We have at least two scenarios where the allocation node count and step node count are different, but we have to explicitly list the step node count to get the correct behavior. We are using cons_tres with CR_PACK_NODES Scenario 1: an ensemble where a group of nodes is allocated, but multiple parallel steps are intended to use them. ezy@login1:~> salloc -N4 -A STF002 -t 30:00 salloc: Granted job allocation 45957 salloc: Waiting for resource configuration salloc: Nodes spock[13-16] are ready for job ezy@spock13:~> srun -n1 hostname srun: Warning: can't run 1 processes on 4 nodes, setting nnodes to 1 spock13 Additionally, every step much be allocated onto each node, but with CR_PACK_NODES this results in a weird distribution: ezy@spock13:~> srun -n10 hostname | sort |uniq -c 7 spock13 1 spock14 1 spock15 1 spock16 it packed the tasks on the first node, but still had to put one task on each node (all 10 processes ideally would have landed on the first node).

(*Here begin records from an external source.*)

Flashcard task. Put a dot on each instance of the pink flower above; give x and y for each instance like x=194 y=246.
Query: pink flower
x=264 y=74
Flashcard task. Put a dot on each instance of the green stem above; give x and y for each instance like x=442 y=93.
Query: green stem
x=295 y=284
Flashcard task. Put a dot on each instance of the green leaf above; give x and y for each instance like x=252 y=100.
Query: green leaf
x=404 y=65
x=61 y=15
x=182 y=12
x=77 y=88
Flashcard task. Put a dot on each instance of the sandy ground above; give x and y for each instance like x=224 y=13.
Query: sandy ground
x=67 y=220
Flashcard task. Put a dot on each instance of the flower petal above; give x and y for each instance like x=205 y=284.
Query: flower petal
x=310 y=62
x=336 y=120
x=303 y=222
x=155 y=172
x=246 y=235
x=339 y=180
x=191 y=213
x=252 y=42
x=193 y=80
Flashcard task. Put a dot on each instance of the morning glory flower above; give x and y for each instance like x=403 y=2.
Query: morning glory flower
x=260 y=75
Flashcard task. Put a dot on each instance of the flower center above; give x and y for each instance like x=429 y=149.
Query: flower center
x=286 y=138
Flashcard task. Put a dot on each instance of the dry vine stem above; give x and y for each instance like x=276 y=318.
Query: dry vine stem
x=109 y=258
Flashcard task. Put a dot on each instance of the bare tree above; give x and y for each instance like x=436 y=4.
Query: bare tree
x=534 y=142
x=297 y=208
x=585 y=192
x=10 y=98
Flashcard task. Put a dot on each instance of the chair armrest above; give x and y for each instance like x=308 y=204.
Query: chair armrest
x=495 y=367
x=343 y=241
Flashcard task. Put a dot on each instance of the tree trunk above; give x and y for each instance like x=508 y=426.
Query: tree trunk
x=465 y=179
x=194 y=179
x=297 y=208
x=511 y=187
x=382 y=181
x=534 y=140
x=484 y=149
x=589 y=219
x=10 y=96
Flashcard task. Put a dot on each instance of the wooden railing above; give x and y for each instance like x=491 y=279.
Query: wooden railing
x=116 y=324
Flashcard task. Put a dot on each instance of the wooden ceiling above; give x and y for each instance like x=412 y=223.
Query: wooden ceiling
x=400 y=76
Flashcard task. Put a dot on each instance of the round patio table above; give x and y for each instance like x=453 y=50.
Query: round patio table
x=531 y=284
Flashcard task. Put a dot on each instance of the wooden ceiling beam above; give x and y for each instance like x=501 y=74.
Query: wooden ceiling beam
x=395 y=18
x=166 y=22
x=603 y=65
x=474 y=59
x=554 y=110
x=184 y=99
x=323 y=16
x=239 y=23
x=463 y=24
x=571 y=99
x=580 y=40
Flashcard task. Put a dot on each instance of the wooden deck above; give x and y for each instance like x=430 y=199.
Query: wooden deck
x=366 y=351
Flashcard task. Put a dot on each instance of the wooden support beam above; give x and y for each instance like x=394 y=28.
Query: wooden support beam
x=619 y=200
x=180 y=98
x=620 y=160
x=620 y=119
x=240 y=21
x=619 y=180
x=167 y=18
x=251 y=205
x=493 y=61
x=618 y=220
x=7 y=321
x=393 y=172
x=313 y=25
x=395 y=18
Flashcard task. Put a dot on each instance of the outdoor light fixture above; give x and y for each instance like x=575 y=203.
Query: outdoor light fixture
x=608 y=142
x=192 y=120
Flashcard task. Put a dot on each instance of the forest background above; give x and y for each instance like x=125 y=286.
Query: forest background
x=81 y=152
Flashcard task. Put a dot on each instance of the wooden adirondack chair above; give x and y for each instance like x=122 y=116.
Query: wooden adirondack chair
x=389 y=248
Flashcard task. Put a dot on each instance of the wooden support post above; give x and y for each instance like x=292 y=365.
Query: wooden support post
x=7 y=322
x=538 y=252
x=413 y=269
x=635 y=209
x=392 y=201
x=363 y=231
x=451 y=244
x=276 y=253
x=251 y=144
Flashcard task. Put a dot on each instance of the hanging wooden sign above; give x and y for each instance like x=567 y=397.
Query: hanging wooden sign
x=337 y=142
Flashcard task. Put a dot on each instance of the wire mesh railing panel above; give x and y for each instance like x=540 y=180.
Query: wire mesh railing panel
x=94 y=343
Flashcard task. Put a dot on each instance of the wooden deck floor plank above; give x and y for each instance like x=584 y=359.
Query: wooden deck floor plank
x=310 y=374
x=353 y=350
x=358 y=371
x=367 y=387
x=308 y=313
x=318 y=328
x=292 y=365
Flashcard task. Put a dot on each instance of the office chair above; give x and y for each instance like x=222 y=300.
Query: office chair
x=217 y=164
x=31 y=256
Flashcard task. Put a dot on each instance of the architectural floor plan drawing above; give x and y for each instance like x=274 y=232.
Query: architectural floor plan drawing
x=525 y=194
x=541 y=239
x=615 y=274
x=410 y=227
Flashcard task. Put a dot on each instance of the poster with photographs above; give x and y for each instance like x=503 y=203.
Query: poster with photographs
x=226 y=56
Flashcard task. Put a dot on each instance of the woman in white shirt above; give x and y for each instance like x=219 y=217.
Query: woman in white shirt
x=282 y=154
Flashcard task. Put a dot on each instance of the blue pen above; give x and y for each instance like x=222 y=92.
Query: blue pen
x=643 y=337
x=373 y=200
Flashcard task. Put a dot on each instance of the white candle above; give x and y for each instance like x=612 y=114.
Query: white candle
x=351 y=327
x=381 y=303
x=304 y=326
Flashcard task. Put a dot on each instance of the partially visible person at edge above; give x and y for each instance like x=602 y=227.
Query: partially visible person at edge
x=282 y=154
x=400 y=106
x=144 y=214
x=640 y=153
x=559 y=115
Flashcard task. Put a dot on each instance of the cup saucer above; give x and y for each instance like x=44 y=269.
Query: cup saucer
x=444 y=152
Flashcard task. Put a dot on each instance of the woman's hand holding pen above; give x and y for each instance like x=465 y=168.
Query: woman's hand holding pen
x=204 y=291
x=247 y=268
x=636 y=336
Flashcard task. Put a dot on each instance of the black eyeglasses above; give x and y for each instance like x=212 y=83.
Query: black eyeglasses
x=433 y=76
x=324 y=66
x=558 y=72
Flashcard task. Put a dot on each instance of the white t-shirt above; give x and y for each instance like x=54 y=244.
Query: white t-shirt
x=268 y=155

Scenario 2: users allocate "extra" nodes so they can survive node failures and restart during the same allocation (avoid having to wait in the queue again). Without explicitly listing a node count, Slurm will spread the step across all the nodes. Even if I unset SLURM_NNODES and SLURM_JOB_NUM_NODES it still seems to attempt to use all the nodes. Due to Bug #11494 I can't reset the node count to NO_VAL in cli_filter. Is there any way to avoid having the allocation node count "bleed over" to the step allocation?
Matt, I wanted to follow-up with you on the progress here. I have a behavioral change patch that I'm passing to our QA now. The patch removes the srun side enforcement for minimal requested nodes for step inside allocation if CR_PACK_NODES set. The code is only effective when SLURM_JOB_NUM_NODES is not set, as you know, it's normally treated as an input option for srun. I'll keep you posted on the review progress. cheers, Marcin
Matt, The behavior-changing commit is now in our master branch and will be released in Slurm 21.08[1]. I'm closing the bug report as fixed now - should you have any questions please reopen. cheers, Marcin [1]https://github.com/SchedMD/slurm/commit/e942cadb345cc2acbfb2b7155f40eead93b64b43
So users will still need to manually unset SLURM_JOB_NUM_NODES *and* SLURM_NNODES to actually see a behavior change? I'm glad that it's now possible, but it's still going to cause some issues here when users forget to (or don't know to) unset those. Based on the name, I would not expect SLURM_JOB_NUM_NODES to impact node count for a step allocation (only a job allocation). But I guess it was added as an alias to replace SLURM_NNODES, which sounds like it should impact both. I guess there's no sane way to make the srun ignore those environment variables.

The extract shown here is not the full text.